Some of the people who seem to have more inside information hint that the Ivy League is not willing to pay for a third party venue for the tournament. I buy that notion and think we will turn to the 1 seed hosting after we knock out all 8 schools being hosts.
This complaining is pretty hilarious to me as a Cornell fan. We have made Ivy madness 5 years in a row, with rotating campus sites, odds are we’re gonna be home one of the times.
On top of this, every year before this we have to travel the farthest of anyone while every other Ivy is in your guys’ back yard. I’m sure you would still rather play us than Penn or Harvard, and if you are the team you guys think you are, you can beat a very middling team in Cornell even if we’re home.
Hope to see some of you guys in Ithaca Saturday, and I’ll be rooting for you the rest of the way if you make March madness.
this was the point i tried to make.
i only lament that okereke and wolf arent involved ![]()
they voted on this, set the rotation and now we run out the string.
not sure we would rather play cornell though in round 1. i disagree with that in part because cornell can certainly shoot yale out of the gym so you’d rather they be on tired legs.
otherwise i think the discussion was more in hypotheticals as to the future rather than complaining per se.
i suppose i share in any lamenting that #1 plays #4 at home. but is what it is as noted.
if yale was bulletproof then there would be no worries. we are not as evidenced by recent history![]()
The random rotation is silly, but it’s still more fair than the original “Penn gets HCA every time” system. 1 seed hosts is the correct solution if you’re not going to spring for a neutral site venue. (My dad used to joke that the Ivies could get a great deal on a primo 7k+ seat neutral site venue, as long as they didn’t mind going far away from all the alumni.) Anyway, single elimination tournaments are very noisy, HCA matters is basketball, etc, etc, but also yes, Yale should win regardless. Rooting for Penn/Harvard to go 4OT.

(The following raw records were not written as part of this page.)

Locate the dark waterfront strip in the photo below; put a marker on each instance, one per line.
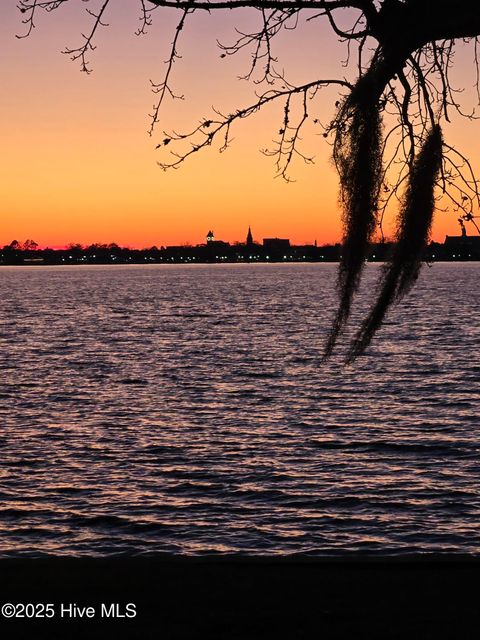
(236, 598)
(454, 249)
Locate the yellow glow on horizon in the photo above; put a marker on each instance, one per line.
(77, 165)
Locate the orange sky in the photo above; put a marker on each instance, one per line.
(78, 166)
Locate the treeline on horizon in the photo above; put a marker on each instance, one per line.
(28, 252)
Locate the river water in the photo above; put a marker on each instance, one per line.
(185, 409)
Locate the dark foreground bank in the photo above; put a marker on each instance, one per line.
(233, 599)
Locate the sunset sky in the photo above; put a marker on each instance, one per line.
(77, 164)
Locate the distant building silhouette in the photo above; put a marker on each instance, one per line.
(276, 244)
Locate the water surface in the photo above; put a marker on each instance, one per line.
(184, 409)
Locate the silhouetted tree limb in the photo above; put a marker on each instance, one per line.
(386, 133)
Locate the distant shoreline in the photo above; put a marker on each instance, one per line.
(454, 249)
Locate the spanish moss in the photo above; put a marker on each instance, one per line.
(358, 158)
(415, 221)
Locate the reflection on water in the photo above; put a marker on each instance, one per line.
(185, 409)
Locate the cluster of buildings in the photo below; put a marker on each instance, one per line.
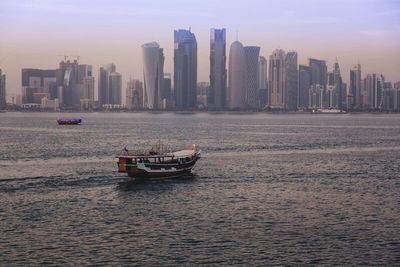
(251, 82)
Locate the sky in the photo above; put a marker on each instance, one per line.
(37, 33)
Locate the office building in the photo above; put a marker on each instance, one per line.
(185, 69)
(262, 81)
(203, 94)
(3, 102)
(104, 93)
(276, 76)
(291, 81)
(318, 71)
(115, 88)
(355, 87)
(134, 94)
(153, 75)
(251, 54)
(217, 96)
(237, 76)
(304, 86)
(373, 85)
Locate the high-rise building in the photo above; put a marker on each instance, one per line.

That’s funny. I’m rooting for Cornell to beat Yale in regulation. As to the ILT, no question that rotation is the most “fair.” It also is the worst for the product. The entire idea of the ILT was to bring mens and women’s teams together with their alumni fans in a Big Ivy Kumbaya. The Palestra was chosen to show off the Ivy product as only it can. Then 4th seed Penn almost (and should have were it not for a missed FT) beat Princeton and the entire idea went out the window. I understand the feeling but the answer was never the rotation—it should be a neutral site where the League can play all its games in single admission fashion and where everyone can gather and argue over which school has the most offensive alumni. The assertion that the Ivy League cannot afford a mid-sized arena as a neutral site is just ridiculous.

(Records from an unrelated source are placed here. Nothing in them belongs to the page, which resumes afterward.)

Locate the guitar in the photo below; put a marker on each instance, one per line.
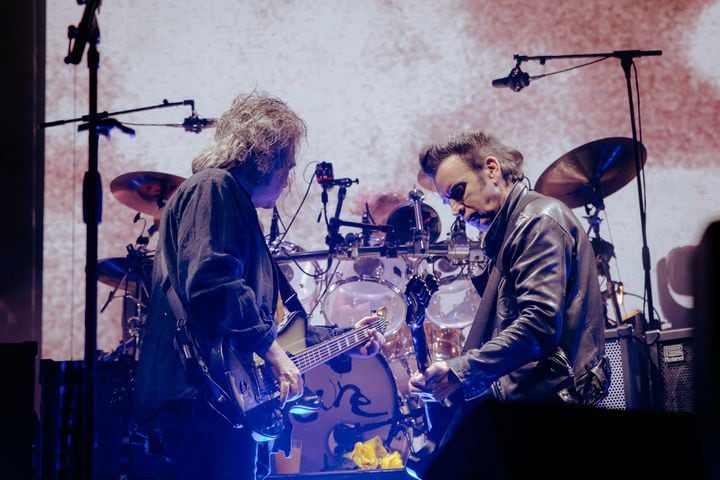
(417, 296)
(251, 391)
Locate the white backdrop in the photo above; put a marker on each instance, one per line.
(375, 80)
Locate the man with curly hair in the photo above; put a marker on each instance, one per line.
(213, 258)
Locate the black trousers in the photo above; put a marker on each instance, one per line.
(198, 443)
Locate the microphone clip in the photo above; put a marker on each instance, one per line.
(518, 79)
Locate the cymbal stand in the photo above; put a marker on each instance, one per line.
(421, 237)
(604, 251)
(627, 61)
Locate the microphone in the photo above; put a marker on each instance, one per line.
(274, 230)
(516, 80)
(195, 124)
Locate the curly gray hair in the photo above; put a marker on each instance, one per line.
(259, 134)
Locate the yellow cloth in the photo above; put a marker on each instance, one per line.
(371, 454)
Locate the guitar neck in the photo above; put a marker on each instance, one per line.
(329, 349)
(422, 355)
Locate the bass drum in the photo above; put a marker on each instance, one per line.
(366, 284)
(355, 406)
(301, 276)
(455, 303)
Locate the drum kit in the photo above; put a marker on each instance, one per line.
(368, 271)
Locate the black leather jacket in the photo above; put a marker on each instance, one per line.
(543, 333)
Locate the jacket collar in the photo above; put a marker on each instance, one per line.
(494, 236)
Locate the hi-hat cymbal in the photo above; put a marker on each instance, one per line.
(403, 221)
(591, 172)
(146, 192)
(115, 271)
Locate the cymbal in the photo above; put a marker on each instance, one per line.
(591, 172)
(403, 221)
(146, 192)
(114, 271)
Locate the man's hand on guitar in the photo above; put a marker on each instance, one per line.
(286, 373)
(434, 384)
(375, 339)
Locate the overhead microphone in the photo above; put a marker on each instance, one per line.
(516, 80)
(274, 230)
(195, 124)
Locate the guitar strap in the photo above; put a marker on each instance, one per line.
(191, 353)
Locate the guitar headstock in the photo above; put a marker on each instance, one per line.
(383, 322)
(418, 292)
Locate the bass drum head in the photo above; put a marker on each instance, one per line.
(363, 285)
(356, 406)
(455, 303)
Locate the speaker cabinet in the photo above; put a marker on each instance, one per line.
(17, 415)
(626, 379)
(116, 454)
(672, 369)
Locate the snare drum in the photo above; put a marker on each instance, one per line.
(301, 276)
(356, 406)
(366, 284)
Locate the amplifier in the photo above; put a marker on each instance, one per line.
(672, 369)
(626, 379)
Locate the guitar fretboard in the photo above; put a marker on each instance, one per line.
(329, 349)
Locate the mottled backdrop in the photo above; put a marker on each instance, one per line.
(375, 80)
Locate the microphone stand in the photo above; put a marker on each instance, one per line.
(626, 61)
(88, 33)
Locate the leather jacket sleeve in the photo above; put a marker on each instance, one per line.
(531, 302)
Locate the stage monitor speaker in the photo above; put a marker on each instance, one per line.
(17, 409)
(626, 379)
(116, 454)
(672, 369)
(523, 441)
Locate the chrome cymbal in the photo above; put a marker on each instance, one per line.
(145, 192)
(116, 271)
(403, 221)
(591, 172)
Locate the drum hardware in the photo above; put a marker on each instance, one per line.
(585, 176)
(132, 274)
(404, 220)
(146, 192)
(591, 172)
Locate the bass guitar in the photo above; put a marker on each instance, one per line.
(247, 393)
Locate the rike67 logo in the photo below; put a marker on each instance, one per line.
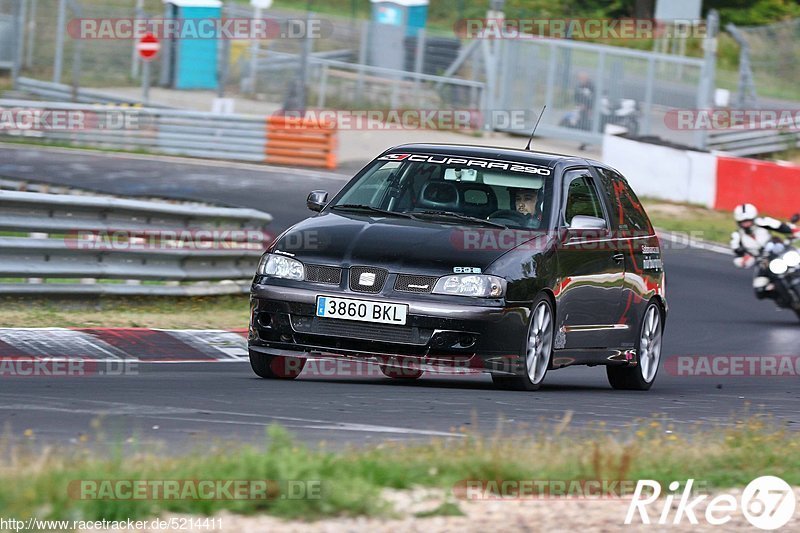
(768, 503)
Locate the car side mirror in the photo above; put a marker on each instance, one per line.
(584, 223)
(316, 200)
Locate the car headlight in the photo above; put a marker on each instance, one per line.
(792, 258)
(778, 267)
(471, 285)
(278, 266)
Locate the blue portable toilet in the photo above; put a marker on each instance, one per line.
(191, 62)
(410, 14)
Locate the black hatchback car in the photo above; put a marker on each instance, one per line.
(482, 259)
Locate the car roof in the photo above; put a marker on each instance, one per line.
(544, 159)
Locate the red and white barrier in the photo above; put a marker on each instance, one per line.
(714, 180)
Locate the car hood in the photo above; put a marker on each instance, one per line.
(397, 244)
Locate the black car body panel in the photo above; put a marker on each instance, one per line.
(600, 282)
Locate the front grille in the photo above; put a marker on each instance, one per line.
(348, 329)
(414, 283)
(323, 274)
(367, 279)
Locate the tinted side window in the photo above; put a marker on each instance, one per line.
(581, 197)
(627, 210)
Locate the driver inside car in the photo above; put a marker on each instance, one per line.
(525, 201)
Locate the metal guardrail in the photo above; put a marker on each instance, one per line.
(746, 143)
(64, 93)
(100, 245)
(6, 41)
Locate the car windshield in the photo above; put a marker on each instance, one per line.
(452, 190)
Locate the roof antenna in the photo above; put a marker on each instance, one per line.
(530, 139)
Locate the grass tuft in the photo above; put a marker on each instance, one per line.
(352, 482)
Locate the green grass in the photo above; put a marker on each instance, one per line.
(700, 222)
(213, 312)
(35, 481)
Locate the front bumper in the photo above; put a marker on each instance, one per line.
(439, 333)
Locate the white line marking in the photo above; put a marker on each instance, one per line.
(692, 242)
(151, 411)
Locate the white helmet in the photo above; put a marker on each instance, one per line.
(745, 212)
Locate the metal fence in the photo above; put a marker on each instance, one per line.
(66, 244)
(583, 84)
(6, 40)
(358, 64)
(774, 50)
(168, 131)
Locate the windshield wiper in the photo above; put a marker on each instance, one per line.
(364, 207)
(459, 216)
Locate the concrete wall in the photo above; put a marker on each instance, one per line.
(665, 173)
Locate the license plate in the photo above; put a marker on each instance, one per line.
(361, 310)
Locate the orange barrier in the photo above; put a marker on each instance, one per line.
(301, 142)
(771, 186)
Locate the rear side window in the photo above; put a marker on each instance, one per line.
(581, 197)
(627, 211)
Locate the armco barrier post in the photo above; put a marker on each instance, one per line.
(300, 141)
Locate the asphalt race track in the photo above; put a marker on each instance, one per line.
(713, 312)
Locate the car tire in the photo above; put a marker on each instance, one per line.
(648, 354)
(406, 374)
(276, 366)
(538, 349)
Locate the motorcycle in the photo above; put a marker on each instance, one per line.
(625, 113)
(780, 261)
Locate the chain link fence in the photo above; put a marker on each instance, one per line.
(357, 64)
(774, 50)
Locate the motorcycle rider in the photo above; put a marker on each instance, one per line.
(749, 240)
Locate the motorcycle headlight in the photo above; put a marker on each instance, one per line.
(792, 258)
(479, 285)
(778, 267)
(278, 266)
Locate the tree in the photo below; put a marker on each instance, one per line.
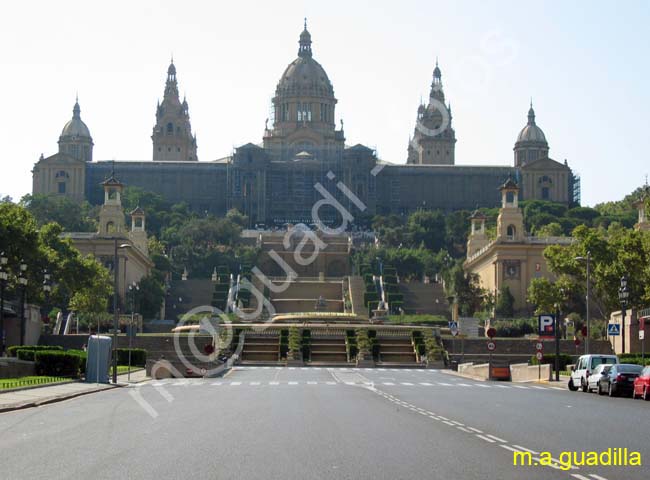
(552, 229)
(72, 216)
(505, 303)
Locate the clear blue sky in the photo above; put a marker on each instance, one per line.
(584, 63)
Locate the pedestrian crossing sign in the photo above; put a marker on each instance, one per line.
(613, 329)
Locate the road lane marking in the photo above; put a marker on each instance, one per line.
(526, 449)
(485, 438)
(508, 447)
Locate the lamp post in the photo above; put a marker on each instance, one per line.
(133, 288)
(623, 297)
(3, 283)
(588, 260)
(47, 289)
(116, 315)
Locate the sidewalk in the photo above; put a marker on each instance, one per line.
(35, 397)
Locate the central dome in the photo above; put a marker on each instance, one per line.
(305, 76)
(75, 127)
(531, 132)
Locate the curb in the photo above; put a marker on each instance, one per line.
(46, 401)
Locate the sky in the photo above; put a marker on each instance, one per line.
(583, 63)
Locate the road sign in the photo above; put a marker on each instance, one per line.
(546, 325)
(453, 327)
(613, 329)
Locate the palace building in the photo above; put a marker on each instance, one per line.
(303, 156)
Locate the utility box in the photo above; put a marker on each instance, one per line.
(99, 359)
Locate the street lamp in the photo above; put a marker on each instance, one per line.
(588, 260)
(3, 283)
(22, 281)
(47, 289)
(116, 316)
(623, 297)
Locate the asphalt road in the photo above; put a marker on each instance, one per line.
(310, 423)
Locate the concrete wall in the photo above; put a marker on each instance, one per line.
(522, 372)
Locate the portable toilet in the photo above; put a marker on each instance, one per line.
(99, 359)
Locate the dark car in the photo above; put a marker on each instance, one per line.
(642, 384)
(619, 380)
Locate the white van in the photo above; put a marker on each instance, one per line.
(583, 368)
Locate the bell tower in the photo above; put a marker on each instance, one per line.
(477, 237)
(510, 222)
(172, 136)
(434, 139)
(111, 216)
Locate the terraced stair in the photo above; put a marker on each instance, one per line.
(420, 298)
(261, 348)
(328, 349)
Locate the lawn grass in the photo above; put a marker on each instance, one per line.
(8, 383)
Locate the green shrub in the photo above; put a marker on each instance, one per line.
(370, 297)
(12, 350)
(363, 341)
(56, 363)
(26, 354)
(550, 359)
(294, 340)
(138, 356)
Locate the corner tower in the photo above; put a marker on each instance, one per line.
(75, 139)
(172, 136)
(434, 139)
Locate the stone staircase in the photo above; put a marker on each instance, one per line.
(328, 349)
(424, 298)
(398, 349)
(186, 295)
(261, 348)
(357, 289)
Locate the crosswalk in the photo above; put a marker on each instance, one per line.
(310, 383)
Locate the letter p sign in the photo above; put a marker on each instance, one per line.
(546, 325)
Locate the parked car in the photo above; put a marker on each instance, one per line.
(583, 368)
(642, 384)
(619, 379)
(593, 380)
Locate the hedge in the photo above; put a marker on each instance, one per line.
(57, 363)
(138, 356)
(12, 350)
(565, 360)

I’ve wondered ever since whether the ILT would’ve survived had Penn beaten 14-0 Princeton in that game. I miss the Fourteen Game Tournament, I can’t lie.
They wouldn’t draw flies to a neutral site. Can’t sell out ivy high school sized gyms now. The reward for winning a title should be to host.

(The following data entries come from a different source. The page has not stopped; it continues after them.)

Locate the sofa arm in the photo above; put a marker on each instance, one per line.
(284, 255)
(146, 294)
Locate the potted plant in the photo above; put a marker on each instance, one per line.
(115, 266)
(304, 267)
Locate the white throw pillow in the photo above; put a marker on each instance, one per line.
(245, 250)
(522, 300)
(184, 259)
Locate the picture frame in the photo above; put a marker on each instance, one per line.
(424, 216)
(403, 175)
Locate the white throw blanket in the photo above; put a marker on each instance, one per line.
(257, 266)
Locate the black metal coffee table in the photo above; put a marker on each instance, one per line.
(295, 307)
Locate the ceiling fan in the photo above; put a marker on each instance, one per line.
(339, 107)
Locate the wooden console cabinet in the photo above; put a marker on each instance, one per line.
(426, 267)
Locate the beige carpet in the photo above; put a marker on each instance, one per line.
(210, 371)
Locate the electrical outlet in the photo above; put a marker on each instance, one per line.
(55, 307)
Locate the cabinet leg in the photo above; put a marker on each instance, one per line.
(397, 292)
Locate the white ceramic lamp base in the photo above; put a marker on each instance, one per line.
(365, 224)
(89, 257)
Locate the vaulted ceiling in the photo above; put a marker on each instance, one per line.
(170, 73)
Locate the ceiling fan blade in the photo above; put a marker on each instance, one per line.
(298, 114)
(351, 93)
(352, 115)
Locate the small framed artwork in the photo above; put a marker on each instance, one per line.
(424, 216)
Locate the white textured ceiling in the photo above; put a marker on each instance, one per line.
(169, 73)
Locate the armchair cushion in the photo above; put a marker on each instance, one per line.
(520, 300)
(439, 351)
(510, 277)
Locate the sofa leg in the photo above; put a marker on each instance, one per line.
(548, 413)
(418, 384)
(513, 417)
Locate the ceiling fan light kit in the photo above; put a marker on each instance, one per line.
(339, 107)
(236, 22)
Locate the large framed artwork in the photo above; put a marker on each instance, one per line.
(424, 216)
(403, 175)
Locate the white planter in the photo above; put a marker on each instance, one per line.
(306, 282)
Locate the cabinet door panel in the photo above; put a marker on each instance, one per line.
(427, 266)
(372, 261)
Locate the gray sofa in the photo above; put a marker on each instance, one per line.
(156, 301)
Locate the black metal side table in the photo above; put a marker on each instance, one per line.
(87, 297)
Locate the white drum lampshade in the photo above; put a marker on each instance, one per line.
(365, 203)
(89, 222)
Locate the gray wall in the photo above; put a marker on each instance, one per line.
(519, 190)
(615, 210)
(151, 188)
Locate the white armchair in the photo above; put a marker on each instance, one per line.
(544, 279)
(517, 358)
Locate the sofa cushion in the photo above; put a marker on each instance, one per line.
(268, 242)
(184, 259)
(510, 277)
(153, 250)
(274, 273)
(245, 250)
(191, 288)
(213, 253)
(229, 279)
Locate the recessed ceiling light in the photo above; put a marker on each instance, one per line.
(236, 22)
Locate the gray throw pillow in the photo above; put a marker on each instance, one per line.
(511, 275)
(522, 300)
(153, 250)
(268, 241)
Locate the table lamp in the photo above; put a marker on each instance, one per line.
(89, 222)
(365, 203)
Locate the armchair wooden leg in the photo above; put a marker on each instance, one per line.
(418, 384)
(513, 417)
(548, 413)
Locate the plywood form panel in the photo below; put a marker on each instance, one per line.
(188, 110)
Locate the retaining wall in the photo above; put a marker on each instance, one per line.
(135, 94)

The original idea of “If we hold it, they will come” was a noble experiment that failed.
the “product” did not benefit from the Men and Women playing in the same place, and
attendance has not demonstrated we need arenas bigger than where League games are played. Let’s try hoe court of the regular season champ, and see if the logistics can be managed.
Chimp: in your hilarity, maybe you missed the operative sentence in my post. No complaint at all from me. It’s completely fair for Cornell to host this year and Dartmouth next but the circumstance this year shows the weakness in the agreed system of an eight-school rotation with a one-seed forced to play an away game against the four-seed. Going to the home of the one-seed would at least reward the regular season champion (although there have been several years with first place ties and the one-seed determined in a way that left the two-seed dissatisfied). There were no empty seats in the 2024 men’s games at Columbia and relatively even fan support among the teams. The games should be played in New York where the tournament can prosper. Yale, Harvard and Cornell drew near-capacity crowds to MSG for in-season non-league hockey games ten or fifteen years ago. I don’t know what the cost of Barclays or MSG would be but, btw, that cost would be offset by ticket sales, so I doubt it would be a big risk.
Obviously it would make the most sense for Yale to be the Ivy representative to the NCAA tournament. Ivy Madness is ironically better named than intended–it is folly, it does not showcase the league, it does not bring attention to the best basketball in the league during the regular season, it does not pull big crowds, and it does not exploit the brand differentiation that the league desperately needs. (At least only the top four get to go, which is a plus.)
As for Yale having to play at 11:AM on Cornell’s home floor: Cornell really hasn’t been that great at home overall this year, and the venue rotation is just a fluke thing that helped them this year after hurting them in previous years, so that doesn’t seem much of an issue to complain about. The decisioin to combine the women’s and the men’s tournaments at the same place at the same time makes the whole thing more shambolic schedule-wise, but what can you do?